Books·
The Checklist Manifesto
Smart people miss steps; checklists turn chaos into reliable, repeatable wins
Metadata
| Author | Atul Gawande |
| Year | 2009 |
The Book in 3 Sentences
- Complexity causes failure, not ignorance. Even experts miss basic steps when systems become too complicated.
- Simple checklists prevent catastrophic mistakes. Short, well-designed lists improve reliability and outcomes across industries.
- Discipline beats ego. Modern success depends on structured teamwork, not individual brilliance.
☘️ How the Book Changed Me
- I often miss important steps in design—like accessibility—not because I lack awareness, but because there are too many factors to juggle at once. This book made me realize I shouldn’t rely on memory alone; I need a simple checklist, especially for accessibility, to make sure the fundamentals are always covered before calling a design complete.
- We already have a good practice of checklist in personal life, but could be more rigorous when it comes to more high-pressure situation.
✍️ My Top 3 Quotes
- The volume and complexity of what we know has exceeded our individual ability to deliver its benefits correctly, safely, or reliably.
- The problem is not incompetence. The problem is complexity.
- Checklists seem able to defend anyone, even the experienced, against failure in many more tasks than we realized.
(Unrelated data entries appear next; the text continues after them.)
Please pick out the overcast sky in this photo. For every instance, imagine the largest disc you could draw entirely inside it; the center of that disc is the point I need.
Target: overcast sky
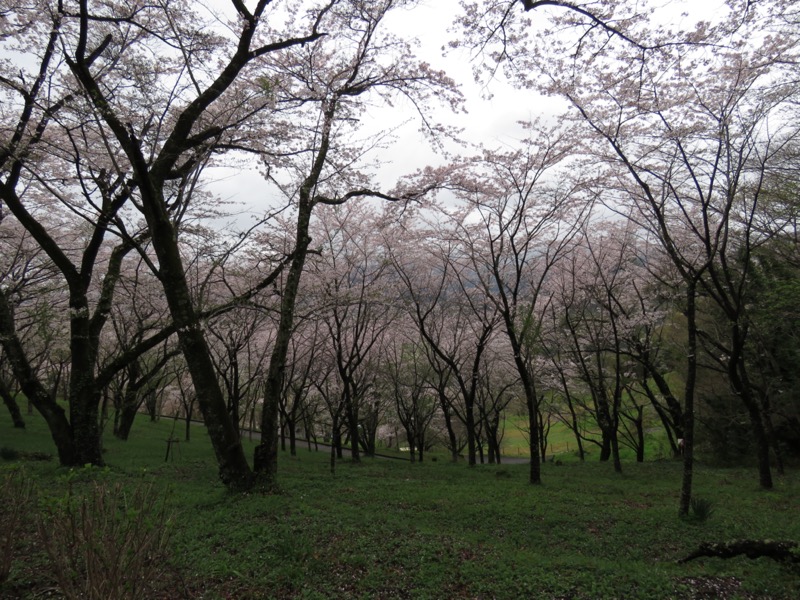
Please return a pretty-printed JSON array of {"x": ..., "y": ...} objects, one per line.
[{"x": 494, "y": 108}]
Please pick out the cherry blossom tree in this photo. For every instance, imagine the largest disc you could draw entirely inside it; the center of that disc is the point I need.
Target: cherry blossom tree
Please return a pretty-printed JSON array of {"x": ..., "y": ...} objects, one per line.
[
  {"x": 321, "y": 157},
  {"x": 515, "y": 225}
]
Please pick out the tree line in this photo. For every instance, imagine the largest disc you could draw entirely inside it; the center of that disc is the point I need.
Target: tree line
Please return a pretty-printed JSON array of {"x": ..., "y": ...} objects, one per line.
[{"x": 628, "y": 264}]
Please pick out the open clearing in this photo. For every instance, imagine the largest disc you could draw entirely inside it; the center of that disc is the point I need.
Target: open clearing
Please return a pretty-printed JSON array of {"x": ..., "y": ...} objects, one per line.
[{"x": 392, "y": 529}]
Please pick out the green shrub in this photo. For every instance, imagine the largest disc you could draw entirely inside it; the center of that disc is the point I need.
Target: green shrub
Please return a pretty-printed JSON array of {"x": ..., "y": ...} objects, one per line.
[
  {"x": 9, "y": 453},
  {"x": 108, "y": 543},
  {"x": 701, "y": 509}
]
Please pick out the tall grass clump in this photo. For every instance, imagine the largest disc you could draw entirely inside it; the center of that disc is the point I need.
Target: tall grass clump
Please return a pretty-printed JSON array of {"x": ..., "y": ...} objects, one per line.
[
  {"x": 106, "y": 542},
  {"x": 16, "y": 493}
]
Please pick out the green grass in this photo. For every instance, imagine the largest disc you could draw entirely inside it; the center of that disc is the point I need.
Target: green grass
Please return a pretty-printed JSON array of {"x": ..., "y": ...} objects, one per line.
[{"x": 391, "y": 529}]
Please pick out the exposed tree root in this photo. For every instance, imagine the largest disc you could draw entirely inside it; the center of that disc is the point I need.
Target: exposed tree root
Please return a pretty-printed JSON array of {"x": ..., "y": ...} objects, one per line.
[{"x": 781, "y": 551}]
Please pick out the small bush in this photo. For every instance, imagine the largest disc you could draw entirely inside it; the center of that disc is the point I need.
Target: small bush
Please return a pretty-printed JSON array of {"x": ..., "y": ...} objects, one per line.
[
  {"x": 9, "y": 453},
  {"x": 108, "y": 543},
  {"x": 701, "y": 509}
]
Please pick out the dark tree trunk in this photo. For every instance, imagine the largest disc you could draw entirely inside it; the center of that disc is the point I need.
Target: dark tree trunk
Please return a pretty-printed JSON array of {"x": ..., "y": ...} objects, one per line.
[
  {"x": 688, "y": 402},
  {"x": 266, "y": 453},
  {"x": 605, "y": 447},
  {"x": 53, "y": 414},
  {"x": 13, "y": 407}
]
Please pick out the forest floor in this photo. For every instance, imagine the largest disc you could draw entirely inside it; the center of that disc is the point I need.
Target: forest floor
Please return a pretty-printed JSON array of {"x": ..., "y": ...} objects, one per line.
[{"x": 381, "y": 529}]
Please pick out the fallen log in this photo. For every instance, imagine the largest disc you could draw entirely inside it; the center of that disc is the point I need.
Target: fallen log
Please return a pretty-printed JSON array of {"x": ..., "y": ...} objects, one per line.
[{"x": 783, "y": 551}]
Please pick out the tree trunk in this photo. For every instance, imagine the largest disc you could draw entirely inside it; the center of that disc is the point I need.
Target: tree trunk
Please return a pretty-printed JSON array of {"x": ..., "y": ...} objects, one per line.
[
  {"x": 688, "y": 399},
  {"x": 13, "y": 407},
  {"x": 53, "y": 414},
  {"x": 266, "y": 453}
]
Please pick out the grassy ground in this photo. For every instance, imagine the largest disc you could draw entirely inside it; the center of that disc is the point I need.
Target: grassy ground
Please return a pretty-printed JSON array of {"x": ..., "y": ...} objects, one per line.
[{"x": 391, "y": 529}]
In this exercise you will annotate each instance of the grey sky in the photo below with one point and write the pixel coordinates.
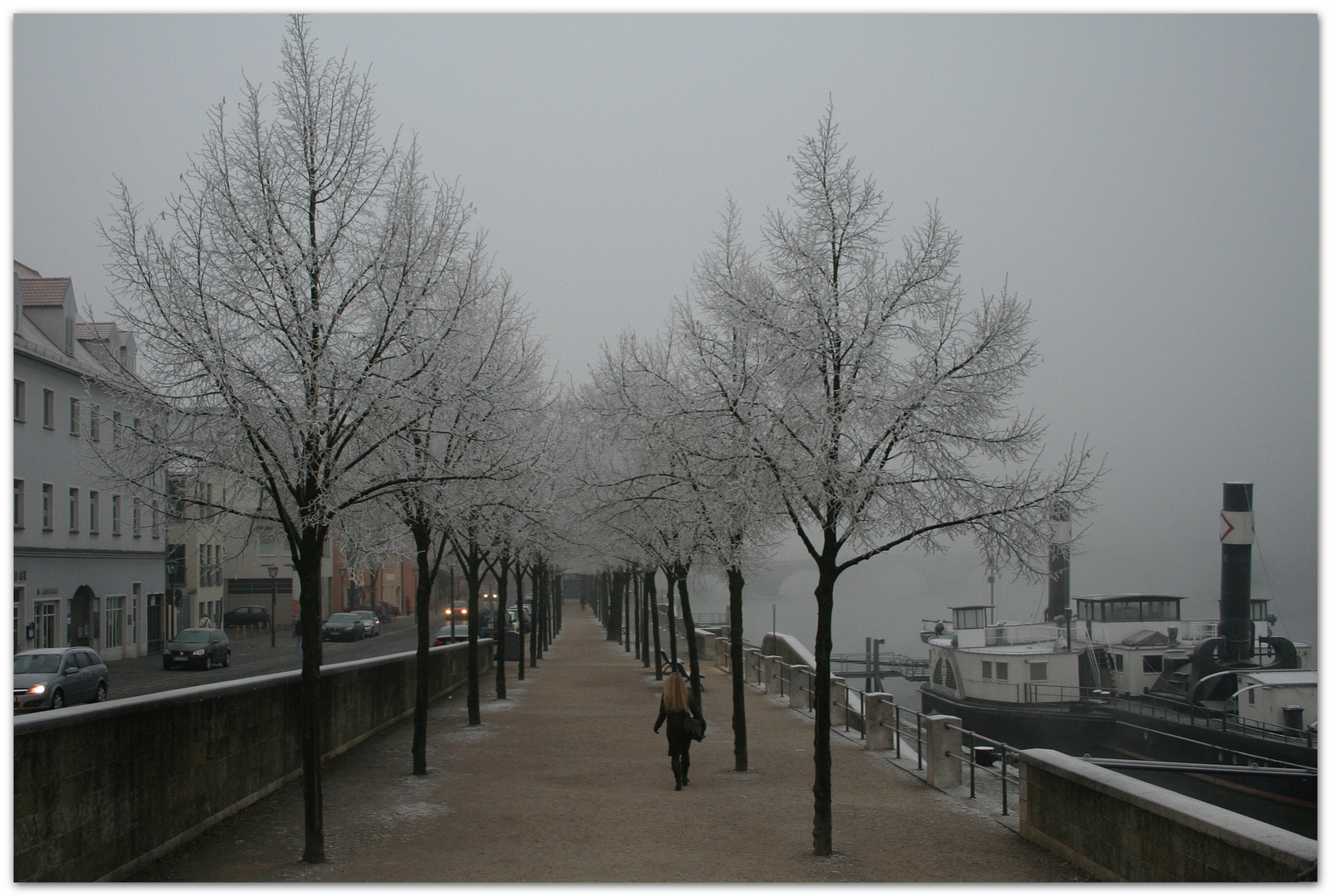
(1149, 184)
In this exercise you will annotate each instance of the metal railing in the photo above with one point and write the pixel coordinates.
(904, 726)
(1161, 707)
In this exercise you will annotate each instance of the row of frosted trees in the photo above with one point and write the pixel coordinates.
(324, 329)
(826, 389)
(324, 326)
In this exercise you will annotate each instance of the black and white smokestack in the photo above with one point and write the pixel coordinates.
(1236, 572)
(1060, 534)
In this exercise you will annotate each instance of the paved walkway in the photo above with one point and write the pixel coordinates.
(566, 782)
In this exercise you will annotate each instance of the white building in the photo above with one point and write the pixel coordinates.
(90, 558)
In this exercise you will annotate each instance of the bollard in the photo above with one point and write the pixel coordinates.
(802, 687)
(773, 674)
(879, 718)
(943, 750)
(705, 645)
(753, 670)
(839, 704)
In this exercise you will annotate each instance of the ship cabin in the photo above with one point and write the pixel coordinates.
(1004, 662)
(1278, 698)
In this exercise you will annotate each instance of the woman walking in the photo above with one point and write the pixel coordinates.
(676, 709)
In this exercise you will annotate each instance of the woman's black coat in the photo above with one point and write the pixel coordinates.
(679, 733)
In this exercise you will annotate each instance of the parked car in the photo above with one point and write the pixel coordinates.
(344, 626)
(202, 647)
(245, 616)
(450, 634)
(55, 677)
(372, 622)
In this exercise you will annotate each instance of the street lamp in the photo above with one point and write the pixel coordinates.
(272, 616)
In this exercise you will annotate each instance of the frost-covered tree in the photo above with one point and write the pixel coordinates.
(289, 299)
(875, 394)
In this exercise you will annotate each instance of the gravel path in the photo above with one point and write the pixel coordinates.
(566, 782)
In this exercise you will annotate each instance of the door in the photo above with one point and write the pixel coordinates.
(154, 623)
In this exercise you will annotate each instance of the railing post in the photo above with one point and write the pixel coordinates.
(802, 687)
(944, 766)
(877, 707)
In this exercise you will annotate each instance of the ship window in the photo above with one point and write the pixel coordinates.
(971, 618)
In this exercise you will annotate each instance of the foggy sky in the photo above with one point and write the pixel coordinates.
(1146, 183)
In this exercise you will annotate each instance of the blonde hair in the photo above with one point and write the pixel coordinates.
(675, 694)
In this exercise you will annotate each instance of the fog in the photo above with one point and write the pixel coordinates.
(1149, 184)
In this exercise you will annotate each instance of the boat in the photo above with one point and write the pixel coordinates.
(1128, 675)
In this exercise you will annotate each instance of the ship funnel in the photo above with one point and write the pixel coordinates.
(1236, 572)
(1060, 535)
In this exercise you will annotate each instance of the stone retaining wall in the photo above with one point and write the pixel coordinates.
(1124, 830)
(103, 790)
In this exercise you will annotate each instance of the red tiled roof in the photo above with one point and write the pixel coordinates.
(46, 290)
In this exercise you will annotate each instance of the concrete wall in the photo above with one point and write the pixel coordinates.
(103, 790)
(1124, 830)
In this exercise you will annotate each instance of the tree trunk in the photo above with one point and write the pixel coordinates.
(823, 713)
(650, 592)
(308, 567)
(522, 629)
(670, 612)
(425, 585)
(690, 638)
(500, 616)
(739, 722)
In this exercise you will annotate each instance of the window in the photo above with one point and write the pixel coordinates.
(17, 620)
(48, 506)
(115, 622)
(44, 616)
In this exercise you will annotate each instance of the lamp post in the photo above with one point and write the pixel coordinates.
(272, 616)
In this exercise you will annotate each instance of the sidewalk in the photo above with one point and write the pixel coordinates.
(566, 782)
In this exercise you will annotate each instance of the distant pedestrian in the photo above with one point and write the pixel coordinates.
(678, 707)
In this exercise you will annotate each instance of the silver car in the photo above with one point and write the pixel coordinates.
(55, 677)
(372, 622)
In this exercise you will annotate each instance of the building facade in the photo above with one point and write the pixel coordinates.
(90, 557)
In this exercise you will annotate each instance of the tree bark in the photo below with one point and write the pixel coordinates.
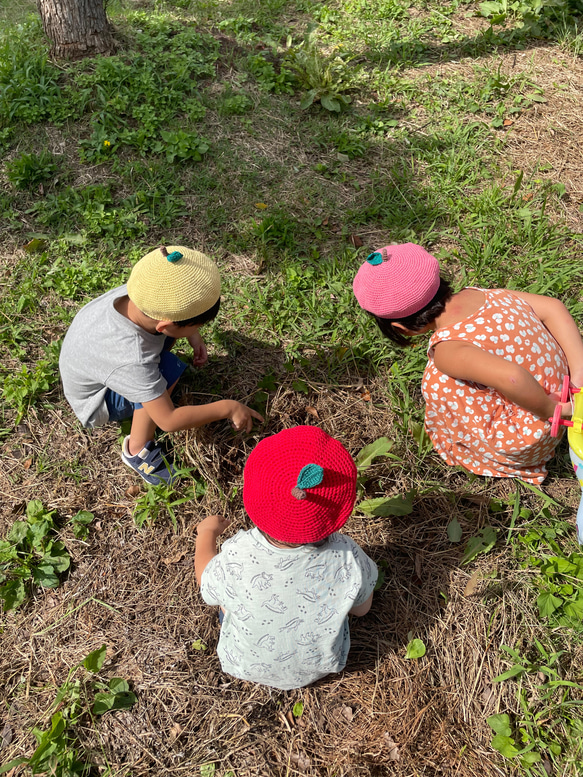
(76, 28)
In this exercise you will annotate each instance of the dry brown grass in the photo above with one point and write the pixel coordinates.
(135, 591)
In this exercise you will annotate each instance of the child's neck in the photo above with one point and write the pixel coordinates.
(461, 305)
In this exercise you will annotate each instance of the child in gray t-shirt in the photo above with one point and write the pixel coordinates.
(287, 587)
(116, 359)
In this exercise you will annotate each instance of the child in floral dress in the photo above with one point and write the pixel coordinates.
(496, 361)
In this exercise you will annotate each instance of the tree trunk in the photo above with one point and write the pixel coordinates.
(76, 28)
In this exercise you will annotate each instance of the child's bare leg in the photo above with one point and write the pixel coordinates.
(143, 428)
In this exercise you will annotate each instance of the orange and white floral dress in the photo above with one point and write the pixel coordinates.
(475, 426)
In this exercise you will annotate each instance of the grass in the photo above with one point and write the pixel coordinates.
(459, 134)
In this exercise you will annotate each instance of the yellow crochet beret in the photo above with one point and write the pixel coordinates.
(173, 283)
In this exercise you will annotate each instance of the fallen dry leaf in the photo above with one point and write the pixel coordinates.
(175, 731)
(6, 736)
(301, 760)
(418, 564)
(174, 559)
(472, 584)
(392, 747)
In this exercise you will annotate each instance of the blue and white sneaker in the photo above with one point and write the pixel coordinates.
(149, 463)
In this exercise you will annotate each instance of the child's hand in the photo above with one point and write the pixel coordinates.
(200, 355)
(215, 524)
(242, 417)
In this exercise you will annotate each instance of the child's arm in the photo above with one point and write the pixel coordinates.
(200, 355)
(172, 419)
(465, 361)
(206, 544)
(563, 328)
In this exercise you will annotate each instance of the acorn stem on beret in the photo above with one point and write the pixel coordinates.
(310, 476)
(374, 259)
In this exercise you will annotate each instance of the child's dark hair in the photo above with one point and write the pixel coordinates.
(202, 318)
(416, 322)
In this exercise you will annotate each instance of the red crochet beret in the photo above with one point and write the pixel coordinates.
(299, 486)
(397, 281)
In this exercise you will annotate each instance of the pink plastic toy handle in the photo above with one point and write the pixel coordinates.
(565, 392)
(556, 421)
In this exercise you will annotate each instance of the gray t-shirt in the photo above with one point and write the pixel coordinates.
(105, 350)
(286, 609)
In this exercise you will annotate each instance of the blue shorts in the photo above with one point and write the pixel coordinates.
(171, 368)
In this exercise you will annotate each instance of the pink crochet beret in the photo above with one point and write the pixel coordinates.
(397, 281)
(299, 486)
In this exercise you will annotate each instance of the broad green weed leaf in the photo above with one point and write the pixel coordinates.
(482, 543)
(13, 593)
(500, 724)
(308, 99)
(395, 505)
(113, 701)
(528, 759)
(103, 703)
(34, 510)
(558, 566)
(298, 709)
(415, 649)
(574, 609)
(504, 745)
(57, 557)
(45, 575)
(547, 604)
(12, 764)
(118, 685)
(18, 531)
(95, 660)
(7, 552)
(80, 523)
(366, 455)
(330, 104)
(37, 534)
(454, 530)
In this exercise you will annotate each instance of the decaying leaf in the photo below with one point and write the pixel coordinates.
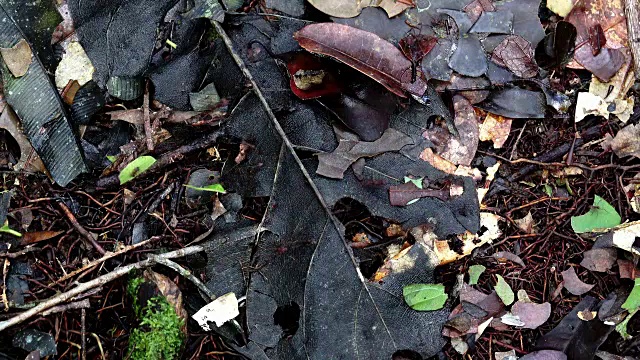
(47, 126)
(17, 58)
(474, 273)
(458, 150)
(352, 8)
(573, 284)
(560, 7)
(600, 260)
(446, 254)
(219, 311)
(627, 269)
(364, 51)
(516, 54)
(610, 16)
(495, 128)
(516, 103)
(576, 338)
(504, 291)
(333, 165)
(531, 314)
(404, 194)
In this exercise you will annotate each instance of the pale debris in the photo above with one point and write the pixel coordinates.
(218, 311)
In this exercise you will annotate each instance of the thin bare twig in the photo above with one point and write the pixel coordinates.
(99, 281)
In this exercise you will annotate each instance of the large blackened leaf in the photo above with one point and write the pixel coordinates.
(36, 101)
(577, 338)
(118, 35)
(307, 298)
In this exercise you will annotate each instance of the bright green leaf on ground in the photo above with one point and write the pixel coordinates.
(474, 273)
(504, 291)
(425, 297)
(633, 301)
(212, 188)
(601, 216)
(135, 168)
(5, 229)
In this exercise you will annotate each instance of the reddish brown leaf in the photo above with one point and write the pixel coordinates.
(573, 284)
(364, 51)
(401, 195)
(599, 260)
(597, 40)
(37, 236)
(416, 47)
(517, 55)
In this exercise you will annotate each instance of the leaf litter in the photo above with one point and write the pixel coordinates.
(296, 170)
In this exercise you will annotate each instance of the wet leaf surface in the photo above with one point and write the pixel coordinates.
(578, 339)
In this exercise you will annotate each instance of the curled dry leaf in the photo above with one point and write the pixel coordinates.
(600, 260)
(459, 150)
(365, 52)
(503, 256)
(531, 314)
(573, 284)
(18, 58)
(334, 164)
(495, 128)
(352, 8)
(516, 54)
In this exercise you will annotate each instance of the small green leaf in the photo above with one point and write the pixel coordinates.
(621, 328)
(135, 168)
(213, 188)
(425, 297)
(504, 291)
(474, 273)
(5, 228)
(601, 216)
(633, 301)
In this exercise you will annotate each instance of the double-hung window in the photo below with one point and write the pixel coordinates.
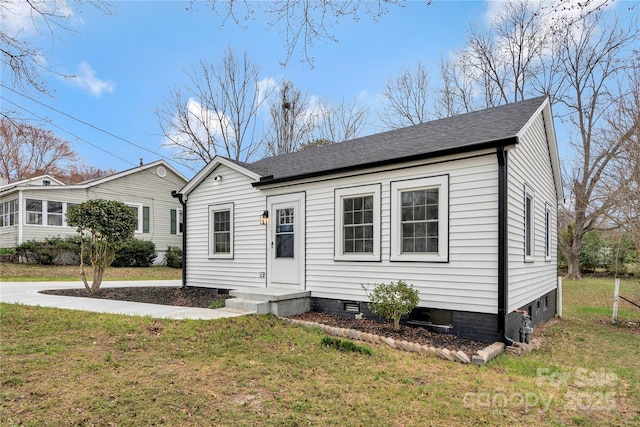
(46, 212)
(357, 231)
(9, 213)
(420, 219)
(221, 231)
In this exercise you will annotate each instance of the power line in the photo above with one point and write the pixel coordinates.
(178, 184)
(96, 128)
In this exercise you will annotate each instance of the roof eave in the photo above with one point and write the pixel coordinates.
(450, 151)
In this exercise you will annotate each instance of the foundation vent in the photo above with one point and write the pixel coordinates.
(352, 307)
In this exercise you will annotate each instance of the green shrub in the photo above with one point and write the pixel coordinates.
(173, 257)
(392, 301)
(51, 251)
(135, 253)
(345, 345)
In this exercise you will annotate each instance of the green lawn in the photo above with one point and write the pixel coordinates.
(46, 273)
(63, 367)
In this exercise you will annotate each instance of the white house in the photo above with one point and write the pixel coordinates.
(35, 209)
(463, 208)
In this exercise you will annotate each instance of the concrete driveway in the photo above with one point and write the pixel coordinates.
(28, 293)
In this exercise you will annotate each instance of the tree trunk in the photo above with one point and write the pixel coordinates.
(573, 258)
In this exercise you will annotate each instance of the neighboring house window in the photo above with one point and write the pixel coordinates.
(176, 221)
(221, 231)
(9, 213)
(34, 211)
(420, 219)
(548, 235)
(43, 212)
(357, 229)
(143, 217)
(529, 223)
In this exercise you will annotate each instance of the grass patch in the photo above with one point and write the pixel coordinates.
(217, 303)
(345, 345)
(65, 367)
(11, 272)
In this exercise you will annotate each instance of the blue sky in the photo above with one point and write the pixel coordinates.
(128, 61)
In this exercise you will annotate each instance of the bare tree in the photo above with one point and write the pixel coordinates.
(409, 98)
(339, 123)
(623, 180)
(502, 65)
(25, 62)
(303, 22)
(292, 118)
(582, 66)
(27, 151)
(217, 114)
(456, 95)
(591, 64)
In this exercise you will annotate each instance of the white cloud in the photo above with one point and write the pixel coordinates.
(86, 79)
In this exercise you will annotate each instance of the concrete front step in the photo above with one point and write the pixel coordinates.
(258, 307)
(279, 302)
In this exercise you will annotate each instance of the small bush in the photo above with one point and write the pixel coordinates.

- The real lesson of the checklist is that under the right circumstances, a dumb tool can beat smart people.
📒 Summary + Notes
- Modern systems (medicine, aviation, construction) are too complex for memory alone. Experts fail not because they lack knowledge, but because complexity overwhelms them.
→ Knowledge isn’t enough. Execution fails.
- Gawande introduces checklists used in aviation. Pilots rely on them even after decades of experience.
- The End of the Master Builder: In the past, one person oversaw everything (like a “master builder”). Today, work is specialized and distributed.
→ Coordination failures are the biggest modern risk.
- The World Health Organization develops a surgical safety checklist. It includes simple steps like confirming patient identity and team introductions.
- The surgical checklist is tested globally. Results: major drops in complications and deaths.
- How to build a good checklist:
- Ego is often the barrier to safety.
- The myth of the lone genius is outdated. Modern heroism is disciplined teamwork.
- A story of checklists used in investing (hedge funds). They prevent cognitive errors and emotional decisions.